I had ON 2014 and a mri showed brain lesions. The neurologist advised at the time 80% chance it was MS. I cried and I worried but eventually I believed that I was one of the lucky 20%. Then last year I started having severe fatigue. I finally went to the doctor thinking I must be lacking iron. Got blood tests and they all came back clear. I then realised my walking/running was different but could not really place it so just thought I was just run down. Until someone asked was it more than that. It got me thinking ms again. I now am awaiting a brain and spine mri along with blood tests. But by the telephone conversation with the neurologist I got the impression that I should not have been left for so long and I would be referred as urgent. However, I feel so much better than I did last year and the fatigue has always been part of my life and just sometimes have worse times than other. The walking has resumed to normal. So do I really want the diagnosis now and open a can of worms or do I try stay oblivious for as long as I can? I just hate the thought of being diagnosed. Even going to the doctors was a big deal for me as it was admitting something wasn’t right. The other part of me thinks get diagnosed and get treatment that can prolong any damage. But guess I have made my decision by agreeing to the mri but still can’t shake off the feeling that I should leave it be.

Cant see any advantages in leaving it! The slightest thing that goes wrong you will think MS and it will be nagging away at you.

Speaking from my experience - I would get the diagnoses and any treatment.

I had problems and I went to a private neurologist -he said ms was possible and the bottom fell out of my world. I then had a mri and saw a nhs neurologist - he said he didnt think it was ms.
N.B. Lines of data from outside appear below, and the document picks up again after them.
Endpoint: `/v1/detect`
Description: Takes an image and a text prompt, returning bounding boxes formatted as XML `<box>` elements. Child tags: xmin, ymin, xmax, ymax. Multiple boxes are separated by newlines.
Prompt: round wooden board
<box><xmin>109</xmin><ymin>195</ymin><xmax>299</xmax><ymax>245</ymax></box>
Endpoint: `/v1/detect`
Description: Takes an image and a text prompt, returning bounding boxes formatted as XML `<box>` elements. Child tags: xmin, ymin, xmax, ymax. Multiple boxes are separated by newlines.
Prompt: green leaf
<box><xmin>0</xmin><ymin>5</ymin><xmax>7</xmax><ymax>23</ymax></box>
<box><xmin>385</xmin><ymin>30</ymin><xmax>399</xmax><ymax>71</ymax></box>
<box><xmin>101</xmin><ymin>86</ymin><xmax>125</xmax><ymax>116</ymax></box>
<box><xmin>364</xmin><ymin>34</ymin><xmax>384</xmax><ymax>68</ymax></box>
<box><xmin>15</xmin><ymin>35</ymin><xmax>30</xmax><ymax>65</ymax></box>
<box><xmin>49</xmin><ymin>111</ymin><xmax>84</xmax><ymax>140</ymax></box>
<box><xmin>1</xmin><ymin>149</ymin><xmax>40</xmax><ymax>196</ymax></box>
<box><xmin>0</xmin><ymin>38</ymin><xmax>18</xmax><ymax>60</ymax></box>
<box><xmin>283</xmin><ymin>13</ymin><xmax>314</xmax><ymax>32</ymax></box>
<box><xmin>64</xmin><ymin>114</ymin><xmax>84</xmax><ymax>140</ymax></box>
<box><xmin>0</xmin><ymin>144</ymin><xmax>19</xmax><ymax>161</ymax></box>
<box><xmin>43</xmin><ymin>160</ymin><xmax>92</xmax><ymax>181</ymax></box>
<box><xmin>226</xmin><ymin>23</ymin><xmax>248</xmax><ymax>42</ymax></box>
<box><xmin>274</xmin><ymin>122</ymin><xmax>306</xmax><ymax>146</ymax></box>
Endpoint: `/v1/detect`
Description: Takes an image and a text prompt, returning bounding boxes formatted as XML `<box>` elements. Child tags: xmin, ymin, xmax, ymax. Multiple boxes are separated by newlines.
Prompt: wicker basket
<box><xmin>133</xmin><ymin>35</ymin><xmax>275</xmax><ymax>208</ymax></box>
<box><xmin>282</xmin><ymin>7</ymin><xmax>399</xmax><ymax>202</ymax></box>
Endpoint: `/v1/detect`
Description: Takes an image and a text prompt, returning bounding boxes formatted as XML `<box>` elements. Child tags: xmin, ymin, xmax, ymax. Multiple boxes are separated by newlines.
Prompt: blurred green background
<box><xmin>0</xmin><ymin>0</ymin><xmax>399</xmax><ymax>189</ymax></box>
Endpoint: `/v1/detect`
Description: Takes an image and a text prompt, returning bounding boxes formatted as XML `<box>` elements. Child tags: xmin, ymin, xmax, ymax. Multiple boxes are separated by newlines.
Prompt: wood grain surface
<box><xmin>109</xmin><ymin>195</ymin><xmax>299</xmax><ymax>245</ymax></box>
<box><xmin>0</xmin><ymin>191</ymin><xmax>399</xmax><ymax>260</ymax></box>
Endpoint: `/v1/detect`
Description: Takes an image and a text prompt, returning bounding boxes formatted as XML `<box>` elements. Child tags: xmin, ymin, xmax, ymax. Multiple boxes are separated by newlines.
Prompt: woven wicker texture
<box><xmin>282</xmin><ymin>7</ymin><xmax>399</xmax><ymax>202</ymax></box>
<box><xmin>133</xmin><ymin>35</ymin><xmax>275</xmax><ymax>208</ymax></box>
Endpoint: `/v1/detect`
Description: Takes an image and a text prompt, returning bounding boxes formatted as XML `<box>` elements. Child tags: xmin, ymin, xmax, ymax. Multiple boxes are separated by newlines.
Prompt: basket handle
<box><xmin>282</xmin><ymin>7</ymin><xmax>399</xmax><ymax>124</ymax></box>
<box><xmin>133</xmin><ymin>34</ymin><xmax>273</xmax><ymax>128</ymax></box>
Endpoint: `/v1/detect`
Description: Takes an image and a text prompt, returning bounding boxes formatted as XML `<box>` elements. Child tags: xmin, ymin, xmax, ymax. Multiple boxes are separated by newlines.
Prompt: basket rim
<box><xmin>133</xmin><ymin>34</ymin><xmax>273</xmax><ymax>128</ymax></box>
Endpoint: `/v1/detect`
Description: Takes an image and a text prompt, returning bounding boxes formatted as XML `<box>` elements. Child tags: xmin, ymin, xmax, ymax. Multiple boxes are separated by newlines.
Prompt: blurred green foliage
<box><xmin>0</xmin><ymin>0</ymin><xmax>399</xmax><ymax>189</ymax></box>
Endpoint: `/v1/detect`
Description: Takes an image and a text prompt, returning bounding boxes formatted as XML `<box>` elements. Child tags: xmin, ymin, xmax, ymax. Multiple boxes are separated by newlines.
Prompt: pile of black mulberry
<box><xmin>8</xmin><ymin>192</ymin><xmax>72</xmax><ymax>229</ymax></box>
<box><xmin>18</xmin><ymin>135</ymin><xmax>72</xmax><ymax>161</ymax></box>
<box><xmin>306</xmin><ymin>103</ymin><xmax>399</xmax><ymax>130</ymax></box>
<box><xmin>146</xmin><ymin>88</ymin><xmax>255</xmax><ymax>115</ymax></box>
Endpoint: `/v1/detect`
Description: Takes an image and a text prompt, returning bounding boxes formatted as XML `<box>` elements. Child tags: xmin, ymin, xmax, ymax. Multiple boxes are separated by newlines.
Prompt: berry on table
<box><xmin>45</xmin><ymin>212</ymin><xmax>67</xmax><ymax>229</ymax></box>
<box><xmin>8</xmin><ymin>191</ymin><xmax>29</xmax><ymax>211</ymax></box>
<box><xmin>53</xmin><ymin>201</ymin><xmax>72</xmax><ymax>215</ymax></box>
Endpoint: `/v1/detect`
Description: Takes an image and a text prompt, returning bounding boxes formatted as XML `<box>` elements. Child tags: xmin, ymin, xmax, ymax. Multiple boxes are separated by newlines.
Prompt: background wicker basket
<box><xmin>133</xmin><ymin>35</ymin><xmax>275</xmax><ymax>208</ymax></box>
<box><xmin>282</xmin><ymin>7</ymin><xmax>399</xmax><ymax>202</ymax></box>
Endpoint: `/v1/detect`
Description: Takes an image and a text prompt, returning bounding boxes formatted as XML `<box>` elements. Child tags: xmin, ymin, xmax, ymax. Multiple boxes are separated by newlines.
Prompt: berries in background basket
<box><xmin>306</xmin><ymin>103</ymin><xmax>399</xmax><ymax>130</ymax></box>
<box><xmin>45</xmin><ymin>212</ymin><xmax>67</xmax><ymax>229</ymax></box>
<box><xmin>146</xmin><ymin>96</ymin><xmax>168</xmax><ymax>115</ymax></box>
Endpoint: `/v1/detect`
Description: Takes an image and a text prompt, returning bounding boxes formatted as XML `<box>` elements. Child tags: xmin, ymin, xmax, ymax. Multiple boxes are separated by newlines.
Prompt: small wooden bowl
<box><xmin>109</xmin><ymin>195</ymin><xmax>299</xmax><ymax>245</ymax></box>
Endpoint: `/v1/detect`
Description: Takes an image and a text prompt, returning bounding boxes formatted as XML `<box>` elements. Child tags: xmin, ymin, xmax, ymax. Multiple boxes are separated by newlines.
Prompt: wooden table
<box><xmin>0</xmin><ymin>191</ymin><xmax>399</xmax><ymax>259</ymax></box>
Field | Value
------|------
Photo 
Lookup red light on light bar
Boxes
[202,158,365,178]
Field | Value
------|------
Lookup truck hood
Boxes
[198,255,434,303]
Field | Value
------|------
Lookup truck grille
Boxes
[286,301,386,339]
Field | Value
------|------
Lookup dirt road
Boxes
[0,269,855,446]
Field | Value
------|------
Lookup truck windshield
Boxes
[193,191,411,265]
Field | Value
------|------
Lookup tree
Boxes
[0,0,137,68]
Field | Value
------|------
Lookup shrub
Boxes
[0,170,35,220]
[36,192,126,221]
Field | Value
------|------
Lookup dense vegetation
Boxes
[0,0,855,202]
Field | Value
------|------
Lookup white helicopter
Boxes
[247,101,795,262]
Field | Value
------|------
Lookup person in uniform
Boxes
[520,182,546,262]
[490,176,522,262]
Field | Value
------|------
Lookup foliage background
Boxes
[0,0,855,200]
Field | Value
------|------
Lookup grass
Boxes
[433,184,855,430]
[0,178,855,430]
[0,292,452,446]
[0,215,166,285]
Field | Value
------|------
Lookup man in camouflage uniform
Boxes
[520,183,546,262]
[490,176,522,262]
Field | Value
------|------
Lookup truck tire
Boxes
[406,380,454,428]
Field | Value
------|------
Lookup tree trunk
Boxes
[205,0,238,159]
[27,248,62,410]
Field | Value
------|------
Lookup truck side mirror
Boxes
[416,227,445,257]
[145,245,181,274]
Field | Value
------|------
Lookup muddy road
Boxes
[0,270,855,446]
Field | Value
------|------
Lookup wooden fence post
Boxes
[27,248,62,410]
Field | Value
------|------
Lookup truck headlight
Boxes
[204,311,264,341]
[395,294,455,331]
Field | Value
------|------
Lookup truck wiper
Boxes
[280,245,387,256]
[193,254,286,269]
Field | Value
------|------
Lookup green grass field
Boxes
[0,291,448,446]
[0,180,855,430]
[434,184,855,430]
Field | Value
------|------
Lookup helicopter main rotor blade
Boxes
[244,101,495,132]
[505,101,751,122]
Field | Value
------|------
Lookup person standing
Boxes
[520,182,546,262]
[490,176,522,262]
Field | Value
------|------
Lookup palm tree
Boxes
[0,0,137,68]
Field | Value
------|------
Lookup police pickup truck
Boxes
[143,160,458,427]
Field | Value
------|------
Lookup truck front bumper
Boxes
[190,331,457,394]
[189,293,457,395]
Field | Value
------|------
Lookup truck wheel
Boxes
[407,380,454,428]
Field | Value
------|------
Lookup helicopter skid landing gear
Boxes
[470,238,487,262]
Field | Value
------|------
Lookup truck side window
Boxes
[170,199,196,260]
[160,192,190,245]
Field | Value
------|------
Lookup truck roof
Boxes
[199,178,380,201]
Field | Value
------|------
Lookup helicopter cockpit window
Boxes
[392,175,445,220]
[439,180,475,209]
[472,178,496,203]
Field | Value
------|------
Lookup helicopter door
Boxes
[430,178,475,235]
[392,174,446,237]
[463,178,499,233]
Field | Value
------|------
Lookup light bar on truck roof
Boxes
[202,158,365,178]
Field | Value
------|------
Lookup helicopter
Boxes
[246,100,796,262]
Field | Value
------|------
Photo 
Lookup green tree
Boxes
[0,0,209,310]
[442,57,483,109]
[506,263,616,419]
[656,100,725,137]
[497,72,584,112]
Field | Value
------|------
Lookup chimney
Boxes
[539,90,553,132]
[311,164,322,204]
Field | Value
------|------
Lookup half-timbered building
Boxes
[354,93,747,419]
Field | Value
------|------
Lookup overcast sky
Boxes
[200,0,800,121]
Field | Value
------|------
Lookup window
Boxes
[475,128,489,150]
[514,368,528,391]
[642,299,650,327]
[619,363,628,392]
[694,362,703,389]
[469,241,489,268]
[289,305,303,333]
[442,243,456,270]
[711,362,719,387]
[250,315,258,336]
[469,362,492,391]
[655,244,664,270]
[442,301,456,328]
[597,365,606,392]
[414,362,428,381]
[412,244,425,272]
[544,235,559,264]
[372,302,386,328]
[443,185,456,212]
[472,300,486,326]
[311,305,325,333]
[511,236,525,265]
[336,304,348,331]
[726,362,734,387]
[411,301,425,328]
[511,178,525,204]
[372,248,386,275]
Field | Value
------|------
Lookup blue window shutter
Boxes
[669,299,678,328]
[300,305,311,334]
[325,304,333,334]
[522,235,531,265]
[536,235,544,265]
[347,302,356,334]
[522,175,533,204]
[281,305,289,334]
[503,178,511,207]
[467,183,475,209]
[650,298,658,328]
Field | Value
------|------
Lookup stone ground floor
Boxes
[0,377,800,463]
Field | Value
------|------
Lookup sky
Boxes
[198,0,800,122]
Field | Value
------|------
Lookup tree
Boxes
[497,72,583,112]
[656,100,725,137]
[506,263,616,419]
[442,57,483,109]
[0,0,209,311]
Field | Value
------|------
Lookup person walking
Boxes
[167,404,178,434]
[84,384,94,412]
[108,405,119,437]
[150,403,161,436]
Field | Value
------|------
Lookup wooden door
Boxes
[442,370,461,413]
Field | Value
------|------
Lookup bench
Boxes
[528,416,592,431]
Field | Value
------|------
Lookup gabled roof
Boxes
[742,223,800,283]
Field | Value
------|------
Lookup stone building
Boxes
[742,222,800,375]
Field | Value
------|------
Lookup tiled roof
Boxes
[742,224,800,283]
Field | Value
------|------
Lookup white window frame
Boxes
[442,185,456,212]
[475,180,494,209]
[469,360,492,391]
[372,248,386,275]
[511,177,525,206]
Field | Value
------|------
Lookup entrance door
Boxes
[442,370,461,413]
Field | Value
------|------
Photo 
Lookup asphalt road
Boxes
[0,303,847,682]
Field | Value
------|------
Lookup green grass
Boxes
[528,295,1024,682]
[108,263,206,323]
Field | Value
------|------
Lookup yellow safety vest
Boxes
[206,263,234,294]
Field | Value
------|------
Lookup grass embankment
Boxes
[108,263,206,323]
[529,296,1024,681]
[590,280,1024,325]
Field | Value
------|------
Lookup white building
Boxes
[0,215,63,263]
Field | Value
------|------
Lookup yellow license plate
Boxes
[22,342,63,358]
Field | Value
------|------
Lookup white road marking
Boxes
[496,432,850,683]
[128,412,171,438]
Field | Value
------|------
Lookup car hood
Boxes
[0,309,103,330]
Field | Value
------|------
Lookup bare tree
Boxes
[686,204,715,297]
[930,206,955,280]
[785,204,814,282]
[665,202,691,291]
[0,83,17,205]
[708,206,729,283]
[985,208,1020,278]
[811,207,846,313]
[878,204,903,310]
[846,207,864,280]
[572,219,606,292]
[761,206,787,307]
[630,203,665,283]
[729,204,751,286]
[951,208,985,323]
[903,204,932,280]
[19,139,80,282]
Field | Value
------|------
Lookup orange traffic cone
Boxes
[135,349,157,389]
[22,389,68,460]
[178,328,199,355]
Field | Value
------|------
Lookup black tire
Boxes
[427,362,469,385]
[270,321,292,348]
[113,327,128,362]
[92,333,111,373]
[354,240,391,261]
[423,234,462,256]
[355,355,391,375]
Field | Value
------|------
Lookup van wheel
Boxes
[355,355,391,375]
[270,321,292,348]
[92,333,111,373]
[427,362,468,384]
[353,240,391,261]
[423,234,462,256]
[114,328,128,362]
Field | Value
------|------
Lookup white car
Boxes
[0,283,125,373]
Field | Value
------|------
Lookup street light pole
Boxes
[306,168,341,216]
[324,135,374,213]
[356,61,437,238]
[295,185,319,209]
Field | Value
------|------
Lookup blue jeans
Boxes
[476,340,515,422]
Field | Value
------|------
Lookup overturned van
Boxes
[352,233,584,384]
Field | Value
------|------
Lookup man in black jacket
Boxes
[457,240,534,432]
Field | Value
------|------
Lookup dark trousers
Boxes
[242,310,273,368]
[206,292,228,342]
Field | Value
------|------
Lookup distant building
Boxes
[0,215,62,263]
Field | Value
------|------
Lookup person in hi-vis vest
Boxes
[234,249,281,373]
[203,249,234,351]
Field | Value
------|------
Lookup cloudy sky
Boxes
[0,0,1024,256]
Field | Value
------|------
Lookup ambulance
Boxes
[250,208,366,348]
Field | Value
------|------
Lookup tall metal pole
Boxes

I had other tests to rule out other problems - all came back clear. By then my symptoms had cleared up, but I had an appointment with the nhs neurologist. He told me I could have a lumber puncture to rule ms out, but seeing as my symptoms had cleared and he told me it wouldnt change any treatment, i didnt bother to proceed.

Then 2 years later I started with similar symptoms and I didnt know if it was just my mind playing tricks with me. I was going out of my mind. So I went and saw another neurologist. The diagnosis came back as secondary progressive ms with relapses. And there was no treatment suitable then.

If I had got the diagnosis in the begining I could maybe had treatment which could have delayed the progression - who knows but if I had my time over I would definatly get diagnosed as soon as possible.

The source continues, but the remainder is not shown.